COMPETING MEASURES, ONE FOCUS…. For several months, the vast majority of the health care wonks I can think of have downplayed the significance of the public option in the reform debate. Most seem to like the idea, and think it’s worthwhile, but nearly all believe there are other provisions that will prove more important in the grand scheme of things.
It led Ezra Klein to ask a good question: how constructive has the debate over the public option been to the larger reform effort?
The case against goes something like this: The success of the plan is going to depend much more on adequate subsidies than any of the public option compromises on the table, and letting all the energy go into the public option has left fairly little organizing capacity for things like tax credits for people making between 300 and 400 percent of poverty. The liberal obsession with the public option — and not even a very strong public option! — has distracted them from these more important policies, making it more likely that they’ll fall a bit short of where they otherwise could be.
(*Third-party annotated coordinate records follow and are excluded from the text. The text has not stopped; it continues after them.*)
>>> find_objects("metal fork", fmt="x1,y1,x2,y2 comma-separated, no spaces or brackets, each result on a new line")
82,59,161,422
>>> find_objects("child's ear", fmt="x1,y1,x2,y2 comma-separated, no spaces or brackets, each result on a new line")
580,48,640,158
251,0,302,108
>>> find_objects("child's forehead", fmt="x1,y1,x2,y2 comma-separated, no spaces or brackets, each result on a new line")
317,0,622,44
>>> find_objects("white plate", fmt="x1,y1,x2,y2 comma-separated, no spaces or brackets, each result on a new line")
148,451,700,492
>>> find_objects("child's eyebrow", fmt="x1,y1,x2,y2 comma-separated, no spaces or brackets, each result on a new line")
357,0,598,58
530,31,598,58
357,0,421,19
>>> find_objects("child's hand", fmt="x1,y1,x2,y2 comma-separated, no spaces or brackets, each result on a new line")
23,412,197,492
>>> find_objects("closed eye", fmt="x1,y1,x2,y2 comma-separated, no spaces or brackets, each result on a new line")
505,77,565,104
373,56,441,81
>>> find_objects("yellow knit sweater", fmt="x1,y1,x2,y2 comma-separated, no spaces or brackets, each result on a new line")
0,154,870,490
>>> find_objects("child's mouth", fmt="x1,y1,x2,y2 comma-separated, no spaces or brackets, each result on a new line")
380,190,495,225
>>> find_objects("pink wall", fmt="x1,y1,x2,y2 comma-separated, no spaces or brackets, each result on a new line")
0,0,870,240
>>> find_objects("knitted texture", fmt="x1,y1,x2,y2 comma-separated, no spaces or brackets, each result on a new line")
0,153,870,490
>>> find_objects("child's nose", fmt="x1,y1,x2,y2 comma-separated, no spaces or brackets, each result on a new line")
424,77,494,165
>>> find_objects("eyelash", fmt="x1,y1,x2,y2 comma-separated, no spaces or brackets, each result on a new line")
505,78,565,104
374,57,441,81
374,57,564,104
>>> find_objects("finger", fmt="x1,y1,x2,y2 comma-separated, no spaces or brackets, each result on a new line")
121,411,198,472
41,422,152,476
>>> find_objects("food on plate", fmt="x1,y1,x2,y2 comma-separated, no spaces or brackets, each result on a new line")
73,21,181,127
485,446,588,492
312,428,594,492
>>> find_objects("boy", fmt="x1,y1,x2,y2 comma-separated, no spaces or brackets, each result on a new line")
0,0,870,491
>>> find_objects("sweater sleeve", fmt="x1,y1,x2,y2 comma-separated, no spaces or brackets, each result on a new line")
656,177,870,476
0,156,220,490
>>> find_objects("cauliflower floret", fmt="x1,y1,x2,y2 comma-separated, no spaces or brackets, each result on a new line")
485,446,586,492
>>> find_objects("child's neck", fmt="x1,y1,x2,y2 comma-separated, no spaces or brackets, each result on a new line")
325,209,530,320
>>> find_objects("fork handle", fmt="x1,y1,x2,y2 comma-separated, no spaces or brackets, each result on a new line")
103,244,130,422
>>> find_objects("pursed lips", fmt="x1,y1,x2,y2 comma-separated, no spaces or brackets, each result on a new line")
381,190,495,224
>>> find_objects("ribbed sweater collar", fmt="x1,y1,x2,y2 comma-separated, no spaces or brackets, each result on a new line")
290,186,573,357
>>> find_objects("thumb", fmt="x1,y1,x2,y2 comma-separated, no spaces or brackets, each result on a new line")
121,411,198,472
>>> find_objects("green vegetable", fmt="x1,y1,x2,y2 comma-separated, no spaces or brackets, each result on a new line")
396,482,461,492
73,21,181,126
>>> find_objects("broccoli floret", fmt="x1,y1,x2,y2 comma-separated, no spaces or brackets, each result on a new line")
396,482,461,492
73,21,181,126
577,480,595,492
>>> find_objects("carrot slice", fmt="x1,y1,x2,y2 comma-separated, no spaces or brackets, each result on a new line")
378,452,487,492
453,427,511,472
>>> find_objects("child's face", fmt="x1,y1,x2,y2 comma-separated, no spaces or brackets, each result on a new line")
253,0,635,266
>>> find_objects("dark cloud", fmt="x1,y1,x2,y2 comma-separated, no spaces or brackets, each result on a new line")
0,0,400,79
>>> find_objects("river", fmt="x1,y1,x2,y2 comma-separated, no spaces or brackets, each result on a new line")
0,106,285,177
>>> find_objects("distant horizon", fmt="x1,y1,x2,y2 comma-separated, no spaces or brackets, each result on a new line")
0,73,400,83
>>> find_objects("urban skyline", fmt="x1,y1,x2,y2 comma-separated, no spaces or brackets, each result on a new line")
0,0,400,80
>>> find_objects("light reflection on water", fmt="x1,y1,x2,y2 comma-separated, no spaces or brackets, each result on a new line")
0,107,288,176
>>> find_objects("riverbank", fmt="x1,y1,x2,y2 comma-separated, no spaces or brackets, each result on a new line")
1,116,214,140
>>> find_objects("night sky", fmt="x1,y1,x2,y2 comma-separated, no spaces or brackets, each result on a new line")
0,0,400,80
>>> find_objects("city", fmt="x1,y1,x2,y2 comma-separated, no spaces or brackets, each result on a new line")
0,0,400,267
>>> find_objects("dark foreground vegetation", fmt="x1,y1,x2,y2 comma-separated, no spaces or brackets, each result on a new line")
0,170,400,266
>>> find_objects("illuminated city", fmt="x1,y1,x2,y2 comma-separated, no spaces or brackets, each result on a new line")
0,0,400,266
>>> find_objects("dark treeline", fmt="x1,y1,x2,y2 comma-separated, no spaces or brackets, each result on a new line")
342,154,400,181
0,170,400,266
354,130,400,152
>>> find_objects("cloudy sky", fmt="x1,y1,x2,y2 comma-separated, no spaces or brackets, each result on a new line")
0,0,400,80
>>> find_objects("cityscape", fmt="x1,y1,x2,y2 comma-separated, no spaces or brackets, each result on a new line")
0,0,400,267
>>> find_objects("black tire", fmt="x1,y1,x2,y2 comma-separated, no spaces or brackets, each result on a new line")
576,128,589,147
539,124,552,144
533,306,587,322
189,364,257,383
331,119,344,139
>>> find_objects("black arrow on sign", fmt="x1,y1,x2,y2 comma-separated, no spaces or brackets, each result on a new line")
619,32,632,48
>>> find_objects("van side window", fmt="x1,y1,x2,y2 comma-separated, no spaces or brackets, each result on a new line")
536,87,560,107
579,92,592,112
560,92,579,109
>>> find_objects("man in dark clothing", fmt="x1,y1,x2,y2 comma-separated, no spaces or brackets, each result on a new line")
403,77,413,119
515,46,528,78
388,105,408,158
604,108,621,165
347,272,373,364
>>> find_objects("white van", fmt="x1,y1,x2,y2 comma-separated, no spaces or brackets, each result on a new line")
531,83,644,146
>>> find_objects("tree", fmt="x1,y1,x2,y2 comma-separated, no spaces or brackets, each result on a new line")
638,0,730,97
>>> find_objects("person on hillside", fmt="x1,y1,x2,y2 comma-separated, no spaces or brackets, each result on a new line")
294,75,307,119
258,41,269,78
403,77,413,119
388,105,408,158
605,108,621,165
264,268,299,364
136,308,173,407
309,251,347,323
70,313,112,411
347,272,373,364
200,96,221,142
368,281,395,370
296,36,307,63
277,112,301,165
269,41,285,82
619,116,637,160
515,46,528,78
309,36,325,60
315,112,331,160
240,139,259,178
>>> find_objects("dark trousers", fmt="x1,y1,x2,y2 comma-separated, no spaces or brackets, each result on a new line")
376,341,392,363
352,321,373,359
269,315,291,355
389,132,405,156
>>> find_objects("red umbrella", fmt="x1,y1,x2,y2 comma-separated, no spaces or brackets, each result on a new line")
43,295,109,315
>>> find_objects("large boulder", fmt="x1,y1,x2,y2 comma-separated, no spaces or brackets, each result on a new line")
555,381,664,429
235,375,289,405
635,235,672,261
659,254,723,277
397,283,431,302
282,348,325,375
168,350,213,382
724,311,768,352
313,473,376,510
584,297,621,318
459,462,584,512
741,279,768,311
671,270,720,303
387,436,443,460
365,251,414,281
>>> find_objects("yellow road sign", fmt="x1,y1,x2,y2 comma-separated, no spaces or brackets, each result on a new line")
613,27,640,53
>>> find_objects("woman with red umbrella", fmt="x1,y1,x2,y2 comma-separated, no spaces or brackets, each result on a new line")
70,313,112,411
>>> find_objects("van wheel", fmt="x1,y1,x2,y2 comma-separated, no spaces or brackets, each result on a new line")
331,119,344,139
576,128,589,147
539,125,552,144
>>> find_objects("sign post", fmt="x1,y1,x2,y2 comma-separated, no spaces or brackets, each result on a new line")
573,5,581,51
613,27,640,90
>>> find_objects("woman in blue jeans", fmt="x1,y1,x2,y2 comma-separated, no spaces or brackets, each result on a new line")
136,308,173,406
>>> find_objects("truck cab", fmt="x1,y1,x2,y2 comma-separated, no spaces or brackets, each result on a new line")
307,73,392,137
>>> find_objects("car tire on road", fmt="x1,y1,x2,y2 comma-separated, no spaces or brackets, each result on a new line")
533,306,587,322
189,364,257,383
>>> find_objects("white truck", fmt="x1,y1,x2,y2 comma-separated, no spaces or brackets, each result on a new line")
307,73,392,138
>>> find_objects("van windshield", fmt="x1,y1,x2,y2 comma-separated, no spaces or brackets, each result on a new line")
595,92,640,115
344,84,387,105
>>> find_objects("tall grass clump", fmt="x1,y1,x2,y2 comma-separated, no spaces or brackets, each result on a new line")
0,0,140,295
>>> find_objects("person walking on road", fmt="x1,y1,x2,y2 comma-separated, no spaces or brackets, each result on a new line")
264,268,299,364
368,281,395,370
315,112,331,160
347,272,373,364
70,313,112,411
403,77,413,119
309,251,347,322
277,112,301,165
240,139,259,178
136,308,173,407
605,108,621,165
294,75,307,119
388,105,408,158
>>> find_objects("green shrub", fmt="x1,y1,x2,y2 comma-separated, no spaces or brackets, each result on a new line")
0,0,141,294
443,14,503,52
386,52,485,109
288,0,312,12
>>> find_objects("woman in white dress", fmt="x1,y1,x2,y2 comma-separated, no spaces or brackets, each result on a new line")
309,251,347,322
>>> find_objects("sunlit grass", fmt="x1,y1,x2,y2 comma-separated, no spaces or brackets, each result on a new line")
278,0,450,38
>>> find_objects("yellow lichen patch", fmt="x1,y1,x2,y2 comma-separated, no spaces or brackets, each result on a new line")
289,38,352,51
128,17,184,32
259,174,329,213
The case for goes something like this: The success of the plan is going to depend much more on adequate subsidies and the individual mandate than on any of the public option compromises on the table, and diverting all of the conservative base’s energy into fighting around the margins of the public option has left them with fairly little organizing capacity to go after the revenues or the mandate or the total cost of the bill. The conservative obsession with the public option — and not even a very strong public option! — has distracted them from these more important issues, making it more likely that health-care reform survives with its basic structure intact.
Ezra sides with the latter, and I agree. In fact, I’ve often wondered if Republicans and other conservative opponents of reform made a tactical decision by focusing so much of their energies on fighting tooth and nail against the public option.
It’s common to hear media complaints that the left has become overly invested in the notion of public-private competition, but what often goes overlooked is the fact that the right has invested considerably in fighting against a public option (which they think will lead to competition, which will lead to insurers failing, which will lead to a Medicare-for-all-like system, which will lead to communism, which will lead to rifts in the space-time continuum).
But looking back over the last several months, we see that reform opponents a) went after the single most popular element of the reform plan; and b) largely ignored contentious provisions that may have been vulnerable to attacks from the right.
Now, it’s certainly possible that the public option, or some compromise version of it, will be scuttled in the end. I sincerely hope that’s not the case — there’s no reason in the world for the measure to be removed from either bill — but time will tell.
Putting that aside, however, has the debate itself been constructive? Absolutely. It’s positioned reformers as advocates of increased choice and competition; it’s kept Republicans arguing against a measure that most Americans like; and it’s kept conservatives busy and away from other, potentially-damaging fights.